After ordering mine, I immediately began thinking of ways that I could incorporate the device into my brokerage’s existing systems. If your organization has an in-house technology department, the Raspberry Pi is a must-have. As Katherine Noyes writes for PC World, the "tiny trend" movement is "a real revolution in computing" with "potentially huge implications for society and the world. I predict this trend is going to continue into 2013 and beyond, as free, open source, and resource-efficient Linux enables ever smaller and cheaper computing options."
3. Dell XPS 13
Dell recently released the XPS 13, a high-end laptop preloaded with Ubuntu, targeted at developers. This is a serious machine featuring robust hardware. The XPS 13 laptop comes preloaded with Ubuntu 12.04LTS, basic developer tools and utilities, and access to two beta projects — a "cloud launcher" and profile tool.

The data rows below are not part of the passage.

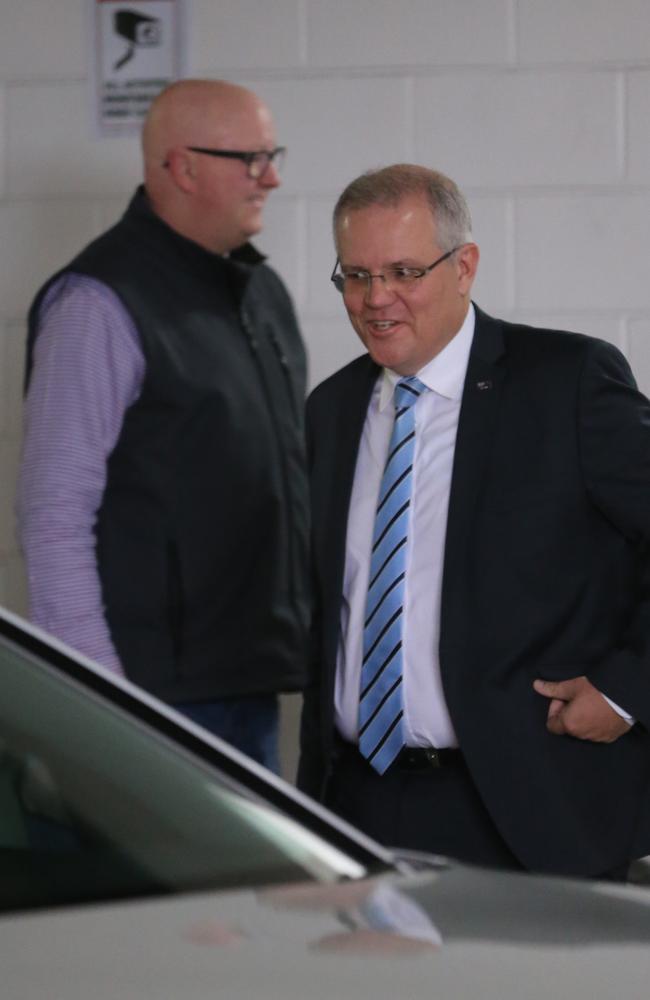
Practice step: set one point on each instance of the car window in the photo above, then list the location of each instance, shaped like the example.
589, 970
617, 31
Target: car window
94, 804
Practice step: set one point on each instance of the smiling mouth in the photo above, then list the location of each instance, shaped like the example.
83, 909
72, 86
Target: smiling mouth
383, 325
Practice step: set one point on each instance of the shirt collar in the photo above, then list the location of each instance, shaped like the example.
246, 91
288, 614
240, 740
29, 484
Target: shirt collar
444, 374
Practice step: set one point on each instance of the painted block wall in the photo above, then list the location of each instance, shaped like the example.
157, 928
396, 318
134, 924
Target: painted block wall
540, 109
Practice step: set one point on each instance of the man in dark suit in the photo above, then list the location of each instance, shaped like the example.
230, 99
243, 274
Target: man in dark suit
481, 677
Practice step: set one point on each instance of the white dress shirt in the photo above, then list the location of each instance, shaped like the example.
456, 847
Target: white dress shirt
426, 717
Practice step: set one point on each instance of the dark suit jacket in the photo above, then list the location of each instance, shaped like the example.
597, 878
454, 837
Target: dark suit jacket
546, 574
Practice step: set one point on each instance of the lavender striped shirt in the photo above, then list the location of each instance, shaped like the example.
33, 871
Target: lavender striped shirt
88, 369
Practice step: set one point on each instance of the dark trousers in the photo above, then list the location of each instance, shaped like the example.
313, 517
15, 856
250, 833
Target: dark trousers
251, 724
437, 810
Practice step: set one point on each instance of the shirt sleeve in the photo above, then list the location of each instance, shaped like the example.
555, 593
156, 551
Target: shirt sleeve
88, 368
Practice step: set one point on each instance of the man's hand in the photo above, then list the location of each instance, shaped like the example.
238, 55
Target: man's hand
578, 709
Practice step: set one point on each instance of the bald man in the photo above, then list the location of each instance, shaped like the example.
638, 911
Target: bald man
162, 500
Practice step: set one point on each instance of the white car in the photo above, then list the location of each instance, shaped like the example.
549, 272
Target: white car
141, 859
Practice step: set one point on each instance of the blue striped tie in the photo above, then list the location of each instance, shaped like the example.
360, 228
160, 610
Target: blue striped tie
380, 702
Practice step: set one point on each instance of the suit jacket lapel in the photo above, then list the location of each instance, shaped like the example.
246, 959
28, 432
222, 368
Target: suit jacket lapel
476, 425
351, 407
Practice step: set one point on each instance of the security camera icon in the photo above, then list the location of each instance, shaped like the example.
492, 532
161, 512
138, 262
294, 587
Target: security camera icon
138, 30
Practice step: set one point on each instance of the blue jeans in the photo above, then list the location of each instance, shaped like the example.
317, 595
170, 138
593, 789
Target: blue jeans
251, 724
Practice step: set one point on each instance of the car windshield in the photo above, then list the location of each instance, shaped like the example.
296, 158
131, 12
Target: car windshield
96, 804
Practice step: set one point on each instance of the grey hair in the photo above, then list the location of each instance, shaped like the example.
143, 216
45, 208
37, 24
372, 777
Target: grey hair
389, 185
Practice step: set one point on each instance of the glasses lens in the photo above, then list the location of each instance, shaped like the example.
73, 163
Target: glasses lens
261, 161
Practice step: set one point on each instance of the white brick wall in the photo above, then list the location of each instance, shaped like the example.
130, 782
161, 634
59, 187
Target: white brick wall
539, 108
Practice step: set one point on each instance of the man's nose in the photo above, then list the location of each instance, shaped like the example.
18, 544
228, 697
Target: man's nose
378, 290
271, 176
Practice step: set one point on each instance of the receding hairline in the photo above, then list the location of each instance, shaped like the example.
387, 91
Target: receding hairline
390, 186
186, 100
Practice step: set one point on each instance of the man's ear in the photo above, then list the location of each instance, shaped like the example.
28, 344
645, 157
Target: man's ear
182, 169
467, 258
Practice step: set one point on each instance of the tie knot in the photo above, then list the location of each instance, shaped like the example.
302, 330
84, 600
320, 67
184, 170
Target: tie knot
407, 391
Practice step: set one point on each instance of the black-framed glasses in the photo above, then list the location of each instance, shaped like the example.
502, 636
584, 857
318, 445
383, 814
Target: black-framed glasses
350, 281
257, 162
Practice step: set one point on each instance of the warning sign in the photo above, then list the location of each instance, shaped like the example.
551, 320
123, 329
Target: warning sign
138, 50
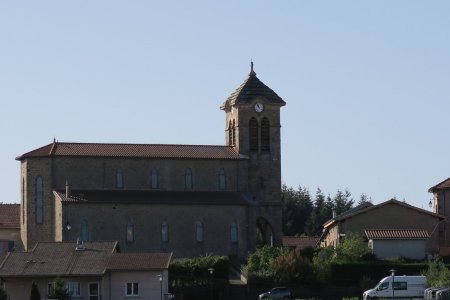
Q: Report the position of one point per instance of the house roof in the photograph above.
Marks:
(440, 186)
(353, 212)
(9, 215)
(139, 261)
(252, 87)
(154, 197)
(300, 242)
(62, 259)
(160, 151)
(396, 234)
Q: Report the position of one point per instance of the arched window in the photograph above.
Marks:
(233, 232)
(199, 231)
(39, 200)
(222, 179)
(265, 135)
(84, 230)
(130, 232)
(234, 132)
(253, 127)
(119, 178)
(164, 232)
(230, 134)
(188, 179)
(154, 179)
(23, 200)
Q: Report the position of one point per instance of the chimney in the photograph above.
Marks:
(67, 189)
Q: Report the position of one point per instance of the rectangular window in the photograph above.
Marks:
(73, 288)
(132, 289)
(400, 285)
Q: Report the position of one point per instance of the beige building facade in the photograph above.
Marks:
(389, 215)
(186, 199)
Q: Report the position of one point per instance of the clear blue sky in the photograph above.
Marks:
(366, 83)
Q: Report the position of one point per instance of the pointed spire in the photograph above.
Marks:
(252, 72)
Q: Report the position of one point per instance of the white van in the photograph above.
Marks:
(404, 287)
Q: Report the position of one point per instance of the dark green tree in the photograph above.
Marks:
(297, 207)
(35, 294)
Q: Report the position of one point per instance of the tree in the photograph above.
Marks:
(59, 291)
(35, 294)
(297, 207)
(3, 295)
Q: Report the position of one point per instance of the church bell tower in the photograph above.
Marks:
(253, 128)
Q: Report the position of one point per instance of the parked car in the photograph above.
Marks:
(276, 293)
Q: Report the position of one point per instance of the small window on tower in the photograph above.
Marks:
(265, 135)
(222, 179)
(188, 179)
(154, 179)
(253, 127)
(119, 178)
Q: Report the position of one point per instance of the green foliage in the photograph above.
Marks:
(35, 294)
(438, 275)
(59, 291)
(3, 295)
(304, 216)
(278, 264)
(194, 271)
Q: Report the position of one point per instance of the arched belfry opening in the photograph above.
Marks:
(264, 232)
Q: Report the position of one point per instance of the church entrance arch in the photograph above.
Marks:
(264, 232)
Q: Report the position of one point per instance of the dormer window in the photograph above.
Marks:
(154, 179)
(119, 178)
(188, 179)
(253, 128)
(265, 135)
(222, 179)
(39, 200)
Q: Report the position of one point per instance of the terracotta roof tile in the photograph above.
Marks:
(440, 186)
(150, 196)
(134, 150)
(139, 261)
(9, 215)
(300, 242)
(396, 234)
(62, 259)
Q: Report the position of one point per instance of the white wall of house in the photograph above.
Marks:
(149, 285)
(389, 249)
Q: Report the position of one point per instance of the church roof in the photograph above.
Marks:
(134, 150)
(440, 186)
(252, 87)
(154, 197)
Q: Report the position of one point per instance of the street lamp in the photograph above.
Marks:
(160, 283)
(211, 272)
(392, 274)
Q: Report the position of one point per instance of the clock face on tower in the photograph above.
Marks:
(259, 107)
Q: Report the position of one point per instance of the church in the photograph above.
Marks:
(187, 199)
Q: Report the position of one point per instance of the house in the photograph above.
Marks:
(396, 243)
(410, 224)
(187, 199)
(90, 270)
(9, 228)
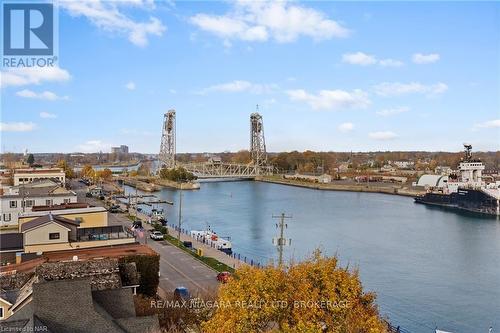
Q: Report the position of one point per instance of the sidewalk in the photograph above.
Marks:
(207, 250)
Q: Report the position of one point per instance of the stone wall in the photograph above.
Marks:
(14, 281)
(103, 274)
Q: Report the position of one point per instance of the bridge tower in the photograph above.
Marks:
(257, 141)
(167, 148)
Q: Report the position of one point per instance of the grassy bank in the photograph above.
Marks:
(211, 262)
(371, 188)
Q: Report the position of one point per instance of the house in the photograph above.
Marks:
(404, 164)
(95, 191)
(25, 176)
(21, 199)
(51, 232)
(46, 229)
(78, 296)
(324, 178)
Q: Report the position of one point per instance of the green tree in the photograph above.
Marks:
(177, 174)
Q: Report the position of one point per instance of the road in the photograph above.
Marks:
(177, 268)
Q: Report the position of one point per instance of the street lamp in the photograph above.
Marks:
(180, 213)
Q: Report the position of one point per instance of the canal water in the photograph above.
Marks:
(429, 267)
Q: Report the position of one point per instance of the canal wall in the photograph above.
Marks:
(370, 188)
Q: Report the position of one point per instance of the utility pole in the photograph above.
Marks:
(281, 241)
(180, 213)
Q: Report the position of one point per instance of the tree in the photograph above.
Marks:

Although the laptop was created for developers, it is available to consumers. According to Dell, the laptop has exceeded expectations. This also demonstrates Dell’s commitment to open source and the community.
Open source products provide a feasible alternative and are growing in popularity every day. Will the Ubuntu phone ever surpass the popularity of the iPhone or Android? Probably not, but it’s nice to know that there are alternatives.